Many children are scarred by divorce and the children of single mothers are more likely to drop out of school and become criminals. Many people nowadays, both men and women, don't want to marry and have children any more.
What if men bragged about: (1) how liberated they were just because society allows them to abort children they don't want regardless of what the women want; (2) collect child support from women for the children they do want; and (3)file for divorce just because they are bored and miserable with their wives regardless of how that would impact the children?
And what about the fact that more men drop out of high school and college? Shouldn't feminists try to solve this problem? Do we want a society where large numbers of men are uneducated and unskilled? How will these educated women find equal male partners to marry? I suppose the few educated, successful male partners will have their pick of women but what about the rest of the men?
Which brings me to my next point. Yes, there may be more men at the top right now but there are also more men at the bottom. There are more men who are homeless, mentally ill, imprisoned, unemployed and uneducated? What are feminists doing about this?
There is a saying: "Behind every great man is a great woman." Well, does this mean that behind every mediocre man is a mediocre woman? Many feminists want women to take credit for men's successes but don't seem to take responsibility for men's failures.

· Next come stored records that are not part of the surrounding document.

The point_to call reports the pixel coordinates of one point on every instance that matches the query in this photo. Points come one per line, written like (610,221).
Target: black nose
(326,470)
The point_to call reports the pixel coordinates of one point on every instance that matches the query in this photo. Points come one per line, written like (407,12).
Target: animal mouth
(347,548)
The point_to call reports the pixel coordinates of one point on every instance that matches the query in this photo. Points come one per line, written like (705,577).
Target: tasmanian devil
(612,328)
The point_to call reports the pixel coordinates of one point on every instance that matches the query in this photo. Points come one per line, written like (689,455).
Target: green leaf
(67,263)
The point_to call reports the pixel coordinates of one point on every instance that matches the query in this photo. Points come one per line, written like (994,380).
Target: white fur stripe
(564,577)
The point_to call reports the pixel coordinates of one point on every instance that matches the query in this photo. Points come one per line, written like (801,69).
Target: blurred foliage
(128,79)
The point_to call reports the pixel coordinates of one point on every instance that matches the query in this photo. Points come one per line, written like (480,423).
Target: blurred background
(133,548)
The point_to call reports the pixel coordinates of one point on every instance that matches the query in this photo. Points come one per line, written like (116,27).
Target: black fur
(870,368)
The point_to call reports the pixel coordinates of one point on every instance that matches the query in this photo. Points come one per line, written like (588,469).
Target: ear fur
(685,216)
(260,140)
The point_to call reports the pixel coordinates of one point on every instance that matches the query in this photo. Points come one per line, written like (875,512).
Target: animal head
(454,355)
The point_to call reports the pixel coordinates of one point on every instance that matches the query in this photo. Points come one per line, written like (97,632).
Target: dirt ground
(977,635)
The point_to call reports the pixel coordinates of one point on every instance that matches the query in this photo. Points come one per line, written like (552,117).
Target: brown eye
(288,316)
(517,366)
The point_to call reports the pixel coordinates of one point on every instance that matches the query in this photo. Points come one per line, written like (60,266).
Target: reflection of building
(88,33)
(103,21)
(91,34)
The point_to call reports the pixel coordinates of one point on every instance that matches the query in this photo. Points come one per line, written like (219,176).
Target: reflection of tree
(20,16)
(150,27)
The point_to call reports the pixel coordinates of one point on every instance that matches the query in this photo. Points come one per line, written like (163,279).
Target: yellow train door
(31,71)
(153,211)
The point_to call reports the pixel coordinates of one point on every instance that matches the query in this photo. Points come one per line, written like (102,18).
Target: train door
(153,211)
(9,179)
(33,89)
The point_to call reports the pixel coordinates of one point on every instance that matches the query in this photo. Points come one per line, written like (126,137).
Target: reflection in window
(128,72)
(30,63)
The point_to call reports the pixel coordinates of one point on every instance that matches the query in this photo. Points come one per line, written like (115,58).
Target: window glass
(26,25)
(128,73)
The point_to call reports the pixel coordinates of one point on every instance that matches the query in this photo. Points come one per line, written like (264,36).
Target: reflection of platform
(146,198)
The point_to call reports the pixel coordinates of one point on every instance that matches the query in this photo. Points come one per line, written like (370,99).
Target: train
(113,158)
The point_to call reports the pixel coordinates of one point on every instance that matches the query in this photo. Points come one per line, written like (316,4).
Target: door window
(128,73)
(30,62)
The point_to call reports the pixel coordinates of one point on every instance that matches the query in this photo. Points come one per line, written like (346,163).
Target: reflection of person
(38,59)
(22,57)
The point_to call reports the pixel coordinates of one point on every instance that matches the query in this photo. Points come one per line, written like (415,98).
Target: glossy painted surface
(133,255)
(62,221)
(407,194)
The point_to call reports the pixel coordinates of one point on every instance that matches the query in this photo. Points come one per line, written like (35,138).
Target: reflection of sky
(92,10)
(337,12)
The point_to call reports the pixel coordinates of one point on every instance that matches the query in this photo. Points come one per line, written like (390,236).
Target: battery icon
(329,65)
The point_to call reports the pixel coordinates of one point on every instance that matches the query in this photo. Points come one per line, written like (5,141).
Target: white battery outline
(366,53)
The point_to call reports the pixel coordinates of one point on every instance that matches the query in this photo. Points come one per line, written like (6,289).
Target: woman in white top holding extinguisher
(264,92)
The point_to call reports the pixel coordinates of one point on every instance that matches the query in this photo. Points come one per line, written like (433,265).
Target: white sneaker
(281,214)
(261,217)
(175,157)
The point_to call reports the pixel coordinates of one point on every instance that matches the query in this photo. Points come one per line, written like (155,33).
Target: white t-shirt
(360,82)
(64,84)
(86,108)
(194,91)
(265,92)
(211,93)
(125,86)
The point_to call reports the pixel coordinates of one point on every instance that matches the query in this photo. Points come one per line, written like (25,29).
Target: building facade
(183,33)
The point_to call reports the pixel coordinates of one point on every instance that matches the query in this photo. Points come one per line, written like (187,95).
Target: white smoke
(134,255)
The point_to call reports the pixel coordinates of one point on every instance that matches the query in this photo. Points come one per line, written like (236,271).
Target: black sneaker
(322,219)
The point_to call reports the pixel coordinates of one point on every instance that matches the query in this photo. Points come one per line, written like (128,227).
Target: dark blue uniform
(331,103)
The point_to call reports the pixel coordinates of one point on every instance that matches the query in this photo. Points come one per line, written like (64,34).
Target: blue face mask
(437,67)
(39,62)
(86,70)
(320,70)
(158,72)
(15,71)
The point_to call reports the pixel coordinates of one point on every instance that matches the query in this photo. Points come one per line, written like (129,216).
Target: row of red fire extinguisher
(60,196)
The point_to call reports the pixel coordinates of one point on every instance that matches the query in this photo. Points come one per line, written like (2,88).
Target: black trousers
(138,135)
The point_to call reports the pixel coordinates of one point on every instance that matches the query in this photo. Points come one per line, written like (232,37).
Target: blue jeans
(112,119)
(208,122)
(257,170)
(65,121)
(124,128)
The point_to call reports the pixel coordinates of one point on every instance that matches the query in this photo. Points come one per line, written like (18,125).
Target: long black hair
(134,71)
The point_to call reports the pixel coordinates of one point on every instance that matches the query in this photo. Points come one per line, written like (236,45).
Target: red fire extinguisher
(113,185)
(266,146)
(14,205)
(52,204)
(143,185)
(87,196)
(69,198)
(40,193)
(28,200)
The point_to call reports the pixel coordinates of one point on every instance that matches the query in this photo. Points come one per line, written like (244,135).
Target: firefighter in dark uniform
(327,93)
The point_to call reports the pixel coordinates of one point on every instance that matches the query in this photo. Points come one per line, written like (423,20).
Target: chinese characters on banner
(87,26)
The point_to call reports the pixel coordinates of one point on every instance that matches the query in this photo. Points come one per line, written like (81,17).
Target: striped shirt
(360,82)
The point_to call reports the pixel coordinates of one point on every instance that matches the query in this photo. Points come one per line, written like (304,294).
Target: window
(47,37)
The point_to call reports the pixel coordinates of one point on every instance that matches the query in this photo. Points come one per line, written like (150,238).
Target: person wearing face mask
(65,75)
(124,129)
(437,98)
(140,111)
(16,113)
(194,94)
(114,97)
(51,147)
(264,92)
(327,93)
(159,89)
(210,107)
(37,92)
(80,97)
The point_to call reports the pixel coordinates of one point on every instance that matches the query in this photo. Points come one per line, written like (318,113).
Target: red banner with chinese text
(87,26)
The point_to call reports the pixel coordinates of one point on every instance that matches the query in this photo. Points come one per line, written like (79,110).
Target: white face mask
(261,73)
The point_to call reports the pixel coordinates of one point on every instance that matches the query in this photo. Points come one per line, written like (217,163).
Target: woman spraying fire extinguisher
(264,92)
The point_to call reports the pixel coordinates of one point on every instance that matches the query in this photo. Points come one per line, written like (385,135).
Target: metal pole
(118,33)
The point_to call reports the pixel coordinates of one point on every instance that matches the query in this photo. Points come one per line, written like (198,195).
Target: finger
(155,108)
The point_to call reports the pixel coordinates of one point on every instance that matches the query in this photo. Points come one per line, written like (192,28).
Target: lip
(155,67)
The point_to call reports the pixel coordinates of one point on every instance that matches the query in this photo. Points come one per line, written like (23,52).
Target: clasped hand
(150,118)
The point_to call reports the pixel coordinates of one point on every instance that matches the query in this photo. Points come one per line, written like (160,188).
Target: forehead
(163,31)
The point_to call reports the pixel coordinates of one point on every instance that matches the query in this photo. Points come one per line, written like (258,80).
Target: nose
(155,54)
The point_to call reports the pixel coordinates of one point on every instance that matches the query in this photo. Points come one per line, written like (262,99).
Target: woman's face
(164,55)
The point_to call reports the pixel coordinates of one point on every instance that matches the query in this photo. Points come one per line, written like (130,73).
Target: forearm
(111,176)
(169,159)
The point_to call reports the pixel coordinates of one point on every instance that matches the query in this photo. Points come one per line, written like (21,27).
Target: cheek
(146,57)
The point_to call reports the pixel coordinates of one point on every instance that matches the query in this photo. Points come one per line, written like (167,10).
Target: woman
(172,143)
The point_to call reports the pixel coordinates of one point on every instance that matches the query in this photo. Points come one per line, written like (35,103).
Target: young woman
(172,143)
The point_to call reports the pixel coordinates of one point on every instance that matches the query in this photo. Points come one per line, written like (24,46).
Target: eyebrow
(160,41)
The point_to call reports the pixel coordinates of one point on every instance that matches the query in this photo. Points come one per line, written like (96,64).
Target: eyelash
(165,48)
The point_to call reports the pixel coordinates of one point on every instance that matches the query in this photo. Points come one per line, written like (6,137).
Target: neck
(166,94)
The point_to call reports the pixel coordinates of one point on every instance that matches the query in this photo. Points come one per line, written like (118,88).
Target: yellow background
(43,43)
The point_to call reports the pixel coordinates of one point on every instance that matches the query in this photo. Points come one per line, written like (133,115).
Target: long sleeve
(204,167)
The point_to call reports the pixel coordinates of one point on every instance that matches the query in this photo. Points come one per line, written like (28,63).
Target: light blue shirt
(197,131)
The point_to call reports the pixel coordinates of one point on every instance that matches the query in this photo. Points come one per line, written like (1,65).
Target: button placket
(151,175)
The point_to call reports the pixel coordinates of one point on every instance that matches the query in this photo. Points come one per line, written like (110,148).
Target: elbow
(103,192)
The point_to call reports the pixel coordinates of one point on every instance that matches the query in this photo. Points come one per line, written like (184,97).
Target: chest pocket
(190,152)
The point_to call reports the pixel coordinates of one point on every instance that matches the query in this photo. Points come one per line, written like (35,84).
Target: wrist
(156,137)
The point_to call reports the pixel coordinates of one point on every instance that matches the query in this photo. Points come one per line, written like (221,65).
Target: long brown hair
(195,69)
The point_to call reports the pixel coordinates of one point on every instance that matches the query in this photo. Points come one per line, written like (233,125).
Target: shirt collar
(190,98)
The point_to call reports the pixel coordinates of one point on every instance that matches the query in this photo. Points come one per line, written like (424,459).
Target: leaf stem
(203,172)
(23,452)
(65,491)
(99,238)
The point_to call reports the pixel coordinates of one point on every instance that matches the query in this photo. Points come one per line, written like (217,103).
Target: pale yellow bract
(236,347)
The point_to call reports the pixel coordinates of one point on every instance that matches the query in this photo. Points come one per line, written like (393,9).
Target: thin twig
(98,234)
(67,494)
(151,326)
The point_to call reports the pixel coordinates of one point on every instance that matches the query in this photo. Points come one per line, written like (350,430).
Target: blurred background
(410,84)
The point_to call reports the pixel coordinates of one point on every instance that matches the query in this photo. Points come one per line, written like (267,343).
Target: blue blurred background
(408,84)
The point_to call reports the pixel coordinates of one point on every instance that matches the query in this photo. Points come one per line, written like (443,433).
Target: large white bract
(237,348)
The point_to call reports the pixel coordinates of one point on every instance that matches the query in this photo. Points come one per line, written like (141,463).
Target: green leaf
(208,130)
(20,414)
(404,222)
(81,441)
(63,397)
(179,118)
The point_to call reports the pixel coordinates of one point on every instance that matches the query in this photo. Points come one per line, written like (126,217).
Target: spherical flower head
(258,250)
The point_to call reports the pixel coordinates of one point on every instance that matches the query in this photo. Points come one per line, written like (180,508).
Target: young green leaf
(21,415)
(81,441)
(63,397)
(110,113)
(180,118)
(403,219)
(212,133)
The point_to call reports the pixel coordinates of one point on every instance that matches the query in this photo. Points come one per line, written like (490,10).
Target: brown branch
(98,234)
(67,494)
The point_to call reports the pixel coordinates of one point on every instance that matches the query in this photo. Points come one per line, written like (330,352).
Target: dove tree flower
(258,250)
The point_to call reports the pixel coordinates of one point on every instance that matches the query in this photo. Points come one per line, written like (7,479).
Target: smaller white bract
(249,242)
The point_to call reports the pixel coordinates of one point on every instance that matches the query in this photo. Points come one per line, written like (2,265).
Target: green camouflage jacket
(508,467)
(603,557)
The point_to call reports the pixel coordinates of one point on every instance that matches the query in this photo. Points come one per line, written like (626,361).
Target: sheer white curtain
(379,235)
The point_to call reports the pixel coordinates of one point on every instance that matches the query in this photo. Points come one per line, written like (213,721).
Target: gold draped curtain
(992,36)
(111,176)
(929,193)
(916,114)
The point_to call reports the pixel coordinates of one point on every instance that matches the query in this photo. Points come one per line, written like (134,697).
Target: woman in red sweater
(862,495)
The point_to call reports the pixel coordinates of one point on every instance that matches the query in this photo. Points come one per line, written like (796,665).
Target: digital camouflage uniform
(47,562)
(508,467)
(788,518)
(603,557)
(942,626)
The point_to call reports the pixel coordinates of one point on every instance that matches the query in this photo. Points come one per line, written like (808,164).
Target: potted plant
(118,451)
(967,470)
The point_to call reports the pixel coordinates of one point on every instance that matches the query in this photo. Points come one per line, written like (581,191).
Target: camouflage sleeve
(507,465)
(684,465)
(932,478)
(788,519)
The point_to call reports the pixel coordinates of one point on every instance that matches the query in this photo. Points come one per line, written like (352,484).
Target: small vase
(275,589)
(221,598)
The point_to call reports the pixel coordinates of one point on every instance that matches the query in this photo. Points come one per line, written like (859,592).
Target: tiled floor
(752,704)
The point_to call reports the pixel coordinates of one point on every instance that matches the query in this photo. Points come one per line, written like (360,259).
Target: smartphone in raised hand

Feminists today seem to measure success solely by the level of career achievement. But many women don't want to be slaves to the workplace the way men were in the past and still are in many cases. Work/life balance is the key. Many men are struggling with work/life issues and receive less support than women do.
Basically, feminism failed because it lost its essential purpose - to foster equality and understanding between men and women. Feminism has become a competition in which women are supposed to measure their success by how far behind they can leave men in the dust rather than how much effort they put in crossing the finish line hand in hand with the men they love and who love them.